This Blog entry is from the Linear Regression section in Learn Palisade.
Correlations, and strength, is used predominantly to find the strongest correlating independent variables for the purposes of carrying that variable through to predictive analytics. The variables with the strongest correlations, in one direction or another, are carried forward to predictive analytics techniques in subsequent Blog entries.
Firstly, select the Dependents variable and select all of the independent variables correlating, to whatever degree, to that Independent Variable. In this example it would involve selecting the first two columns in the correlation matrix, where Dependent is across the top, and the independent variables are along the left-hand side, and of course the values to the right of the names. Once selected, right click on this selection, then copy:
Create a new worksheet by clicking the tab with a plus sign at the base of the workbook currently in focus:
Once the new workbook is in focus, select cell A1, right click and paste the values:
A more succinct comparison between the Dependent and Independent variables is presented, although it is not ordered by the strength of correlation:
Both -1 and +1 are equally interesting for the purposes of variable selection, and so, we cannot simply order by the correlation without first levelling it to an absolute – this is positive – value. Start by creating a new column called ABS, in this example select cell C1, setting the value to ‘ABS Value’, although the naming is quite unimportant:
For each of the Independent Variables, apply the Excel ABS Function to the value. In this example, the first cell of interest is in C3, being the Mean. In cell C3, start by typing the formula:
Select the Independent Variable correlation value, which is in cell B3 in this example:
Close the parenthesis to complete the formula, then fill down:
At this stage, as the Independent Variable correlations have been set to an absolute value, only values close to +1 are deemed interesting. It is helpful to order the absolute correlations from high to low, where the strongest correlations are at the top, the weakest at the bottom.

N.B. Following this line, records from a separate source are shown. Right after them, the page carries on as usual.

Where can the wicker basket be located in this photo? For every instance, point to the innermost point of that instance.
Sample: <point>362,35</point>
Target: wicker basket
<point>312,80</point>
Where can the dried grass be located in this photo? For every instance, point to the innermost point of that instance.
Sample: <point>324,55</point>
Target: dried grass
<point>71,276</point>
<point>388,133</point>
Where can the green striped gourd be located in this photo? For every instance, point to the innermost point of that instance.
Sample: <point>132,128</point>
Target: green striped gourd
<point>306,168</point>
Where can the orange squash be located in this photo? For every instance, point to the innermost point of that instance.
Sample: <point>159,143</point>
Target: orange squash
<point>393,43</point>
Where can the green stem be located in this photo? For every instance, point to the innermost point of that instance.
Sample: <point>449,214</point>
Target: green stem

Click cell A1 to reset the selection, if anything is selected, then navigate to the data ribbon, select the icon Sort towards the middle of the ribbon, which will infer the dataset:
Select the parameters Sort By ‘ABS Value’ then the order ‘Largest to Smallest’:
On clicking Ok, the values are ordered based on their strength of correlation:
It is extremely likely that those correlations towards the top of the table will be included in predictive modelling, while those correlations towards the bottom of the table will be disregarded.
It is not, at this stage at least, advisable to make a determination of what variables should or should not be in a predictive analytics model, instead relying on stepwise approaches as covered in subsequent Blog entries.